Het eerste jubeljaar vond plaats in 1300. Paus Bonifatius VIII riep christenen op massaal naar Rome te komen om te bidden en de pauselijke zegen in ontvangst te nemen. Het was de bedoeling dat er voortaan eens per eeuw een jubeljaar zou worden gevierd, maar latere pausen schroefden de frequentie al snel op. In de vijftiende eeuw werd bepaald dat er iedere 25 jaar een heilig jaar zou plaatsvinden. Het volgende staat gepland voor 2025. Daarom wordt er nu gesproken van een „buitengewoon” jubeljaar.

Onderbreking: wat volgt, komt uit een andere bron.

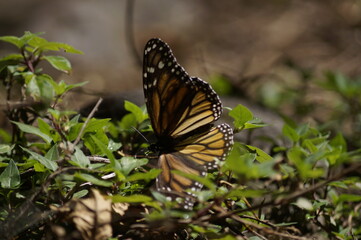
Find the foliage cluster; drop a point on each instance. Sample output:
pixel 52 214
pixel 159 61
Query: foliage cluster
pixel 67 177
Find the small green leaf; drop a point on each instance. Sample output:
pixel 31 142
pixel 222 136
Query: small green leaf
pixel 10 177
pixel 59 62
pixel 221 84
pixel 261 155
pixel 46 88
pixel 128 164
pixel 6 148
pixel 348 198
pixel 80 194
pixel 98 140
pixel 290 133
pixel 152 174
pixel 46 162
pixel 140 116
pixel 53 153
pixel 56 46
pixel 113 146
pixel 136 198
pixel 90 178
pixel 304 203
pixel 79 158
pixel 6 137
pixel 12 57
pixel 13 40
pixel 241 115
pixel 33 130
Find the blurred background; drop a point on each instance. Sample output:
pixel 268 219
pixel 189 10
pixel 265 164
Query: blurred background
pixel 274 56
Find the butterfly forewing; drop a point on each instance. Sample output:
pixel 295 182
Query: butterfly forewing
pixel 176 103
pixel 182 110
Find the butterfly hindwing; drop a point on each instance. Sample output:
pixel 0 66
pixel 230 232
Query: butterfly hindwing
pixel 195 155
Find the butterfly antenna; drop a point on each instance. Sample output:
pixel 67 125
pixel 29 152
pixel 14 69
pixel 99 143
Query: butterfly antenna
pixel 140 134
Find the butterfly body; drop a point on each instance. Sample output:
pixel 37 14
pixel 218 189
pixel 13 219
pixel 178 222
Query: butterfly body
pixel 182 110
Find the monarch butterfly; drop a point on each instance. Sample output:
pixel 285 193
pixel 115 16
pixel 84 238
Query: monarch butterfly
pixel 181 110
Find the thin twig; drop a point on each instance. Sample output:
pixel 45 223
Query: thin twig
pixel 129 32
pixel 91 114
pixel 98 159
pixel 289 198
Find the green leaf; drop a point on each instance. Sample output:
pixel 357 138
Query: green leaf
pixel 13 40
pixel 221 84
pixel 96 124
pixel 79 158
pixel 59 62
pixel 204 181
pixel 10 177
pixel 136 198
pixel 261 155
pixel 104 149
pixel 128 164
pixel 348 198
pixel 47 130
pixel 6 148
pixel 80 194
pixel 290 133
pixel 46 88
pixel 139 114
pixel 298 157
pixel 6 137
pixel 339 142
pixel 12 57
pixel 90 178
pixel 53 153
pixel 113 146
pixel 304 203
pixel 33 130
pixel 152 174
pixel 49 164
pixel 241 115
pixel 56 46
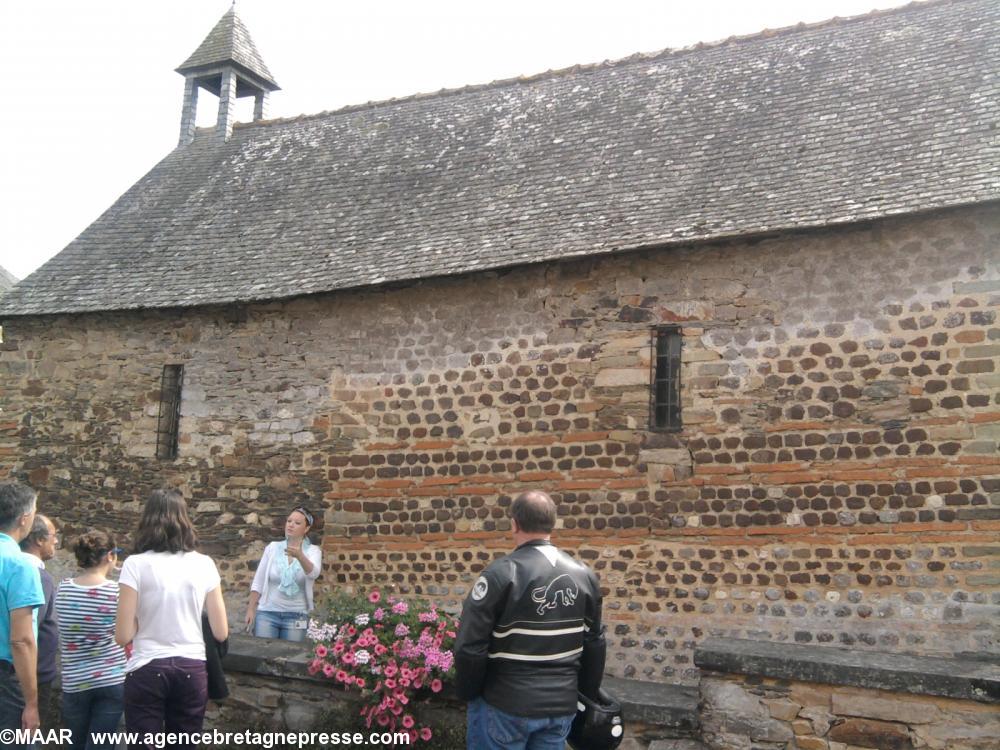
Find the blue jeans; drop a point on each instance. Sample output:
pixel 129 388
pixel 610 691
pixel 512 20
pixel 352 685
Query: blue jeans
pixel 280 625
pixel 490 728
pixel 94 710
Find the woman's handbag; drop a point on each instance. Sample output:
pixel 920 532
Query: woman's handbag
pixel 598 724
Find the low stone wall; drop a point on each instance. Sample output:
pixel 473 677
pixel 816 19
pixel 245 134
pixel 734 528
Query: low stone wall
pixel 758 696
pixel 270 690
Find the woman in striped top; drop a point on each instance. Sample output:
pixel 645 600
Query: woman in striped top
pixel 93 665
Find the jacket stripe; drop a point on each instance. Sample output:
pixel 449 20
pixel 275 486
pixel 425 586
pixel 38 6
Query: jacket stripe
pixel 535 657
pixel 528 631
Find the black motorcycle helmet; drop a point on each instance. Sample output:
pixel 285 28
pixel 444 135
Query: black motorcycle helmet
pixel 598 724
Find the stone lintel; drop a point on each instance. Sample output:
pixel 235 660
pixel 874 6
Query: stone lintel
pixel 959 678
pixel 656 704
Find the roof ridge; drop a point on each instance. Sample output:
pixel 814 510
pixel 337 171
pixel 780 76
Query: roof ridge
pixel 553 73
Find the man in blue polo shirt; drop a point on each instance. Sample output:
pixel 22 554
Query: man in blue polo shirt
pixel 20 597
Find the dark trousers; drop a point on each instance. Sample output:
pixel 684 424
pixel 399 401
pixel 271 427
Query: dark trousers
pixel 89 712
pixel 166 695
pixel 11 701
pixel 50 704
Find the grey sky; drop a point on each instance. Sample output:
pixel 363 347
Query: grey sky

Wat gaat er allemaal gebeuren tijdens het komende jubeljaar?
Traditiegetrouw start het jaar met het openen van de heilige deur van de Sint-Pieter in Vaticaanstad. Die was hermetisch gesloten vanaf het einde van het vorige jubeljaar, in 2000. Dan volgen de heilige deuren van de drie andere pauselijke basilieken in Rome: de Sint-Jan van Lateranen, de Maria de Meerdere en de Sint-Paulus buiten de Muren. Pelgrims die tijdens het jubeljaar door een heilige deur een van de vier basilieken binnentreden en vervolgens een aantal voorgeschreven gebeden opzeggen, kunnen een volle aflaat verdienen.
Wat is een volle aflaat?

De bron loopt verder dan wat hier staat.